Cumhuriyet Gazetesi Ankara Temsilcisi Erdem Gül de "Bizim yaptığımız haberler Türkiye böyle olmasın diye yaptığımız haberlerdi" diye konuştu.
TIKLAYIN - GAZETECİLER CAN DÜNDAR VE ERDEM GÜL'E TOPLAM 10 YIL 10 AY HAPİS
Dündar: İki saatte iki suikast yaşadık
TIKLAYIN - CAN DÜNDAR'A SİLAHLI SALDIRI, NTV MUHABİRİ YARALANDI
Dündar, "İki saat içinde iki suikast yaşadık. Biri silahlıydı birisi yasaldı" diye sözlerine başladı.
"İlk suikasti sizlerin gözünün önünde oldu. İkinci suikast kapalı oturumda gerçekleşti. Bir habercilik suçundan, haber yayınlamak suçundan ben beş yıl 10 ay, Erdem beş yıl ceza aldı. Bu ceza sadece bizi sindirmeye yönelik değil, o kurşunlar sadece bizi sindirmeye, gazetemizi yazamaz hale getirmeye yönelik değil, aynı zamanda sizleri, hepimizi, Türkiye basınını yazmaktan, konuşmaktan korkar hale getirmek için yapılmış suikasttir.

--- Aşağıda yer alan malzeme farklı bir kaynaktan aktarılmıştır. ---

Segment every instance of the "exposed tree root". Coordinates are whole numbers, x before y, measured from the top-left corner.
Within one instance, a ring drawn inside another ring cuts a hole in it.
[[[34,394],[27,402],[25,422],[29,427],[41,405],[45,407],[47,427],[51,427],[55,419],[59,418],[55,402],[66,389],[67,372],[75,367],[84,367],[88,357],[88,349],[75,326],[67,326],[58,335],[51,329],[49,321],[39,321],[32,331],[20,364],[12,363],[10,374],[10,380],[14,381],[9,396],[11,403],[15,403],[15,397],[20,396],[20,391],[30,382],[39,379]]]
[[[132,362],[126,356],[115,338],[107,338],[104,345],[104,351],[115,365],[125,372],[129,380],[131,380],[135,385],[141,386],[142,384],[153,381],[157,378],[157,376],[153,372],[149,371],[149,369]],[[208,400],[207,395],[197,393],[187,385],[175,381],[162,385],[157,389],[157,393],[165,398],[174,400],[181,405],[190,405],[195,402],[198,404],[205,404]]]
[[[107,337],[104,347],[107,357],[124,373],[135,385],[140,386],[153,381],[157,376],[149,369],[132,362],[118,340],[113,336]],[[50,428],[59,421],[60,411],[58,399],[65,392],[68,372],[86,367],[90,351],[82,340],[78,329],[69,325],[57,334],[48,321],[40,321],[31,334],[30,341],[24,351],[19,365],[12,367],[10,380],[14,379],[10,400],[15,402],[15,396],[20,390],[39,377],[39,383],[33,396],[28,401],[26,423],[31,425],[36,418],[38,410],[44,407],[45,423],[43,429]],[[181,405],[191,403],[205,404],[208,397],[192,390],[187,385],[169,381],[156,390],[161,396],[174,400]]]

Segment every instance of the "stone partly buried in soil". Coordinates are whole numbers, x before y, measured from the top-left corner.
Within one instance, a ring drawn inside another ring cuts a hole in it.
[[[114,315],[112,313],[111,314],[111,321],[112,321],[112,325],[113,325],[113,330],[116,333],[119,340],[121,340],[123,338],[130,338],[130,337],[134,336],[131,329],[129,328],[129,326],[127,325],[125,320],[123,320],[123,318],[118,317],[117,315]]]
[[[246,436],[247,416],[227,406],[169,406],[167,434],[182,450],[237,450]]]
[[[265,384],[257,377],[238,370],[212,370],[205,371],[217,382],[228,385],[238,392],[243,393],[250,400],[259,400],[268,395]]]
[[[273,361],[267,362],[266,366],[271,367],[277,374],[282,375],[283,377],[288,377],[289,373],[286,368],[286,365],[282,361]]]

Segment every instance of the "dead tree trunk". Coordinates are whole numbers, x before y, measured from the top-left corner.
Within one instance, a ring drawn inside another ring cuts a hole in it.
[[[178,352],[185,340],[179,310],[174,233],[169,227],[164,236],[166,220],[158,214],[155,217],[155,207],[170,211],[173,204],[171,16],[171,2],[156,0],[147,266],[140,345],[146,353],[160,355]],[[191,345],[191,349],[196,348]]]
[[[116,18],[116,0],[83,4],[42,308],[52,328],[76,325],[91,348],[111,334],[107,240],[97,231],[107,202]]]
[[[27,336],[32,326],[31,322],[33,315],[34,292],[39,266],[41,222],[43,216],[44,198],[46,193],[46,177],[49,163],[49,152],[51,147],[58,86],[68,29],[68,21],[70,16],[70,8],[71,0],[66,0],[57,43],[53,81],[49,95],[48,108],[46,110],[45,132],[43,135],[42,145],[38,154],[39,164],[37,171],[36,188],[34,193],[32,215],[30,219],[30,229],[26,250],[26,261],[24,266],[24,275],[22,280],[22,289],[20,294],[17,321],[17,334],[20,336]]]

"Bu hukuki bir suikastti. Baştan ber yaptığımızın gazetecilik olduğunu savunuyorduk. AYM bizi tescil etti, evet bu bir gazetecilik, ifade özgürlüğü kapsamında haberciliktir dedi. Mahkeme AYM’nin kararını elinin tersiyle iterek bir suç oluşturduğunu söyledi.
"Biz baştan beri bu eylemin suç olduğunu söyledik. Karşımızda Cumhurbaşkanı’nı bulduk. Cumhurbaşkanı başından beri bu davanın savcısı gibi davrandı, tehdit etti, hedef gösterdi, şantaj yaptı ve sonunda bu tehditlerden vazife çıkaran birilerinin silahla ateş etmesine yol açtı.
"Dilerim bu bir ders olur. Dilerim utanır. Bir daha bir gazeteciyi hedef gösterirken iki kere düşünür. Haftalardır, aylardır aldığımız tehditlerin, bugün sıkılan kurşunların nedeni bizzat bu devletin en üst kademesi tarafından hedef gösterilmemizdir.
"İster istemez, şunu söylüyoruz ki bu kararda da devletin en üst kademesinden bizzat verilen talimatların rol oynadğı endişesi sonsuza kadar yaşayacaktır.
"Bu kararlar kurşunlar bizi sindirmeye yeter mi, asla. Biz doğru bildiğimiz gibi yazmaya, konuşmaya devam edeceğiz.Bu baskılar bizi asla yıldırmayacak. Yeter ki bu kalan basın mensuplarını yıldırmasın, 'Yazarsak başımıza bunlar gelir' diye düşündürmesin. Korkarım asıl hedef budur.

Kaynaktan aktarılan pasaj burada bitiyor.